If the infant has a serotonin deficiency, and if there are other SIDS risk-factors such as the baby sleeping on its stomach and rebreathing its own breath, which contains more carbon dioxide, the serotonin system in the brainstem could fail to detect a problem and 'tell' the baby to take action, Paterson explained.
"If the serotonin brainstem system is not working properly, the baby might not respond to this challenge and die," Paterson said.
The findings of the small study, which looked at tissue from 35 babies who died of SIDS, five who died suddenly of other causes and five who were hospitalized with chronic oxygenation problems, marked a step forward in the fight to end cot death, which has stumped doctors for decades.
Earlier studies which found that the risk of cot death increased when a baby is laid on its stomach to sleep had sparked campaigns around the world to get parents to lay their little ones in their cribs for the night on their backs or sides.

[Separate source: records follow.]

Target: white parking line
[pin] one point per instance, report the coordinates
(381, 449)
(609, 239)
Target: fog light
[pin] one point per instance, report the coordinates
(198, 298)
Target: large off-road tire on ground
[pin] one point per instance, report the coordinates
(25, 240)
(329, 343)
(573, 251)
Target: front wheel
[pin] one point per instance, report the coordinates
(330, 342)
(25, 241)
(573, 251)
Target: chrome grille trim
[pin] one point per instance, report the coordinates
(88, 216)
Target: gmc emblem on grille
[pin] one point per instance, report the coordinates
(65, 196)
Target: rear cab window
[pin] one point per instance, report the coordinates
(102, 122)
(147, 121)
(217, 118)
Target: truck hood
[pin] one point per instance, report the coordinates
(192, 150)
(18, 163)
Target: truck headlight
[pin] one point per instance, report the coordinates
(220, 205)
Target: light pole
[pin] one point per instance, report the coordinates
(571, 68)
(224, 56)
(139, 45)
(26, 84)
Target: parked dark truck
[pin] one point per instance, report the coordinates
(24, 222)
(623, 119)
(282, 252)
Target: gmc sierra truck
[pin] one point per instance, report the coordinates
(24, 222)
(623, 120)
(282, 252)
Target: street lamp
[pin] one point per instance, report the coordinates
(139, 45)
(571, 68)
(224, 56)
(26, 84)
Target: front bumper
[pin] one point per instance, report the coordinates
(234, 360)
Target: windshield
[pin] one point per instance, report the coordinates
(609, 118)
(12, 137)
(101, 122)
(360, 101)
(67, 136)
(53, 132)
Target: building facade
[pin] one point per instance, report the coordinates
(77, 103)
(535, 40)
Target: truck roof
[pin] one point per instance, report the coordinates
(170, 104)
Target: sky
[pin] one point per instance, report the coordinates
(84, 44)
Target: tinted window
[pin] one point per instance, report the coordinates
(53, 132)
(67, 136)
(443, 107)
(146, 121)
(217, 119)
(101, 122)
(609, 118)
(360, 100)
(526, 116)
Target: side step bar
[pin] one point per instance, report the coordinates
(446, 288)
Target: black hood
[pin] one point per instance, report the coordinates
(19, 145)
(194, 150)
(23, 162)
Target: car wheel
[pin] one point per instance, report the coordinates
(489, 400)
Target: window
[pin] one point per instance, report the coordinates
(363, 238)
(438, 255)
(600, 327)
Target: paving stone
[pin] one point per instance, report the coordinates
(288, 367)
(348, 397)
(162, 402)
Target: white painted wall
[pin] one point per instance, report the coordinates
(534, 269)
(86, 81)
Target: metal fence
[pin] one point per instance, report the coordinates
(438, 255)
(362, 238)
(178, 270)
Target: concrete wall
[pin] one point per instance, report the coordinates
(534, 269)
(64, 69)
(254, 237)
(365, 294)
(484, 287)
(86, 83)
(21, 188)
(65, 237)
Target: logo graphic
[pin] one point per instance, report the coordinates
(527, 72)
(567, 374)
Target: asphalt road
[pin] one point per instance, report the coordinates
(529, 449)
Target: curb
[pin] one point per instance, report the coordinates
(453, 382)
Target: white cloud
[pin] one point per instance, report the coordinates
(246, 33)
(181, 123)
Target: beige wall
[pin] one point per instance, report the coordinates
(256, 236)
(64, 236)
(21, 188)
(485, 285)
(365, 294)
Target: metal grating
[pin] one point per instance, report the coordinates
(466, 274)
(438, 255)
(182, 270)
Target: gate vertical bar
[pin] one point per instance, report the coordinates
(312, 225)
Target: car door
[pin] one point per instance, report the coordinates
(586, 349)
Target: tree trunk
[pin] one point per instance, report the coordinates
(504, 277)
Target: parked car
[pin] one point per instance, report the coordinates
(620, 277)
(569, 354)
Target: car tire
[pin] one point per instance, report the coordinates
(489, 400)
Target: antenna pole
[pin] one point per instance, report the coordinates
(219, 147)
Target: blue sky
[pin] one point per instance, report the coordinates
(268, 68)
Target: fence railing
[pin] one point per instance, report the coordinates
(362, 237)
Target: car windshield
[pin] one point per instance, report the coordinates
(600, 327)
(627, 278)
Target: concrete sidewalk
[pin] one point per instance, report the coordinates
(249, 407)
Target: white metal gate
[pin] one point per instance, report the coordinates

The campaigns initially met with success, but then the overall SIDS rate leveled off and has stayed steady for years.
Following this latest study, the researchers say the next step would be to devise a test to identify infants with a serotonin brainstem defect and develop treatments to correct serotonin deficiency.
But they stressed that while the study provides strong evidence for a biological cause of SIDS, it also shows that other factors, such as stomach-sleeping, can aggravate the risk of cot death.
Of the 35 SIDS infants in the study, 95 percent died with at least one risk factor and 88 percent died with at least two.
Until scientists have come up with a test and remedy for serotonin brainstem deficiency, parents can do their part to reduce the danger of their baby dying suddenly in its sleep by removing SIDS risk factors from the infants' environment, said neuropathologist Hannah Kinney, who led the study.
"During pregnancy, there is no safe level of alcohol a mother can drink and no safe level of smoking, either firsthand and secondhand.
"Until 12 months of age, babies should sleep on their backs in a crib with a firm mattress, and without toys, soft pillows, excessive blanketing or excessive clothing," she said.